Adobe has released an emergency update that addresses an actively exploited zero-day flaw in Flash Player that is being used in targeted attacks on Windows users.

The vulnerability, tracked as CVE-2018-5002, is a stack-based buffer overflow vulnerability that allows arbitrary code execution. The flaw has been rated critical.

Several phishing campaigns have been detected that are using Office documents with embedded Flash Player content to download malware. Aside from opening the document, no further user interaction is required. The Flash Player content runs automatically and connects with the attackers C2 server when the document is opened, resulting in the downloading of malware.

The phishing campaigns appear to be targeting companies in Doha, Qatar. ICEBRG, 360 Enterprise Security Group, and Qohoo 360 have been credited with identifying the vulnerability, with the latter indicating the vulnerability is being exploited in a nation-state backed cyberespionage campaign.

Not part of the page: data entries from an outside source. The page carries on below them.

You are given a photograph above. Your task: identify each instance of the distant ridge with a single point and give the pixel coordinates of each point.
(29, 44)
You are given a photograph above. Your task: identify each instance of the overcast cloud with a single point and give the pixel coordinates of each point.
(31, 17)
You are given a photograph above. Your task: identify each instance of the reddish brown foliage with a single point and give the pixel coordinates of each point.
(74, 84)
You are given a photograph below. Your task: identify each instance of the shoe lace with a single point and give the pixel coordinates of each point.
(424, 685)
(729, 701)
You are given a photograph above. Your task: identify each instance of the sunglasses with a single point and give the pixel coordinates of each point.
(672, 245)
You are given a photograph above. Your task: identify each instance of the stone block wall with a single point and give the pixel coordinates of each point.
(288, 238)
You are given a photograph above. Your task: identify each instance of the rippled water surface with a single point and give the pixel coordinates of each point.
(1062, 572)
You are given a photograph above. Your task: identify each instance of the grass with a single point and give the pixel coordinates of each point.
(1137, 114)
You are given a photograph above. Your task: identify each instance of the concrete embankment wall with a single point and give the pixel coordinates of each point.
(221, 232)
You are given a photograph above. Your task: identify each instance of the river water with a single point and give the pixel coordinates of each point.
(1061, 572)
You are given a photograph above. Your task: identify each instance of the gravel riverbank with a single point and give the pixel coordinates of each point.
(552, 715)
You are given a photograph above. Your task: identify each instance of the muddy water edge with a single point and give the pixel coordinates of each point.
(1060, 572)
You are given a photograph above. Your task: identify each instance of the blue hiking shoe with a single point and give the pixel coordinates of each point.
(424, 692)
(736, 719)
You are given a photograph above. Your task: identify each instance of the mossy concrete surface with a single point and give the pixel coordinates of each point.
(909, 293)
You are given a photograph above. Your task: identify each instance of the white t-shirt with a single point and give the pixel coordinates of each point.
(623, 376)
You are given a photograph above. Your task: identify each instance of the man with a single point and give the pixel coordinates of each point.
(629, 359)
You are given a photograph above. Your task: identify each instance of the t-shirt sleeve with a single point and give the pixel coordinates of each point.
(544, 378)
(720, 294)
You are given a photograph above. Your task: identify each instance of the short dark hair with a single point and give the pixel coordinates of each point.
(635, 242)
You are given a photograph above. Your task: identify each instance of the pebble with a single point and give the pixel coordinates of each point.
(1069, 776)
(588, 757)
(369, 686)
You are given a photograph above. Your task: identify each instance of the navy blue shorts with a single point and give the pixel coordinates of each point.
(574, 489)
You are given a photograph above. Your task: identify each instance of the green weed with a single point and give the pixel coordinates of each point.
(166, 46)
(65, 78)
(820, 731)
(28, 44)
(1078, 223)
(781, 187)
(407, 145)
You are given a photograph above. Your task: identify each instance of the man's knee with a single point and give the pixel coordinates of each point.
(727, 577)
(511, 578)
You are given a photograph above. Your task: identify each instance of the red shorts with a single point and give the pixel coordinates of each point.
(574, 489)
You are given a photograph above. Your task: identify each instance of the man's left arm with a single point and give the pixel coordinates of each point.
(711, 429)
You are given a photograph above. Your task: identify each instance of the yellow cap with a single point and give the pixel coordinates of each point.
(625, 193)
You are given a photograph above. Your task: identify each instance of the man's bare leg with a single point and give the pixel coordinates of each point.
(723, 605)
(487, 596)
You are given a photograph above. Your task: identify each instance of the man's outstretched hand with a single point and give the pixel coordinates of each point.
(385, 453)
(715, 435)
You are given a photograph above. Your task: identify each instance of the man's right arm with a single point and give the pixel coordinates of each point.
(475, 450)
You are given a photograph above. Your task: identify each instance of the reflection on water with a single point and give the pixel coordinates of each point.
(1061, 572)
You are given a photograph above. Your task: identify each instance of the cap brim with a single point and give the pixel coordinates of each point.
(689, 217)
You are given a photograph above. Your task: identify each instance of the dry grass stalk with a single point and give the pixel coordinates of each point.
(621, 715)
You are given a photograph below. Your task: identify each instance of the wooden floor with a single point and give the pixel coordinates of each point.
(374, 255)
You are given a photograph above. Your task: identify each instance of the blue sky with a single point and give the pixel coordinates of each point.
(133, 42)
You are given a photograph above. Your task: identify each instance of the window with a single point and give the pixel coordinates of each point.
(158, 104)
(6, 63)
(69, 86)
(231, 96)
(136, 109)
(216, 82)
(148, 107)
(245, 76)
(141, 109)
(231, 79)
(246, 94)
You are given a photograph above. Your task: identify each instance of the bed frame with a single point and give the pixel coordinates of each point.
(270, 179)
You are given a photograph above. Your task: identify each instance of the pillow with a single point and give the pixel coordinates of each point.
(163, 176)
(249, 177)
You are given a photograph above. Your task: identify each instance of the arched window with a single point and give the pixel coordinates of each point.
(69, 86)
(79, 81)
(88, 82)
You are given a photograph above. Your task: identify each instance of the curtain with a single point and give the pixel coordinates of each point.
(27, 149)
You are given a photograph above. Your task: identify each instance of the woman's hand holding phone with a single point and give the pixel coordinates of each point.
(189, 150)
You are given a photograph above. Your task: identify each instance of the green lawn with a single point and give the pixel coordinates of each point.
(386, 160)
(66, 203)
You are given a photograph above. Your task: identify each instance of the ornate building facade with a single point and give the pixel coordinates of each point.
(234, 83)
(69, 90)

The flaw is present in Adobe Flash Player Desktop Runtime, Adobe Flash Player for Google Chrome, Adobe Flash Player for Microsoft Edge and Internet Explorer. Users have been advised to update to the latest version of Flash Player 30.0.0.113 to correct the vulnerability.

A second critical flaw has been corrected in the latest release. CVE-2018-4945 is a type confusion vulnerability identified through Trend Micro’s Zero Day Initiative. The flaw also enables an attacker to execute arbitrary code.

Two further vulnerabilities have been corrected: CVE-2018-5000 is an Integer Overflow flaw and CVE-2018-5001 is an out-of-bounds read vulnerability, both of which have been rated important.

Users of Google Chrome and Microsoft Edge/IE v11 will automatically have the fix downloaded, although that does not appear to have happened at the time of posting. Users of Adobe Flash Player Desktop Runtime for Windows, macOS and Linux will need to upgrade to the latest version of Flash manually. Alternatively, Flash should be disabled or removed.

The update for Adobe Flash Player Desktop Runtime for Linux has been assigned a priority rating of 3; however, on all other platforms the update has been assigned a priority rating of 1 – the highest level.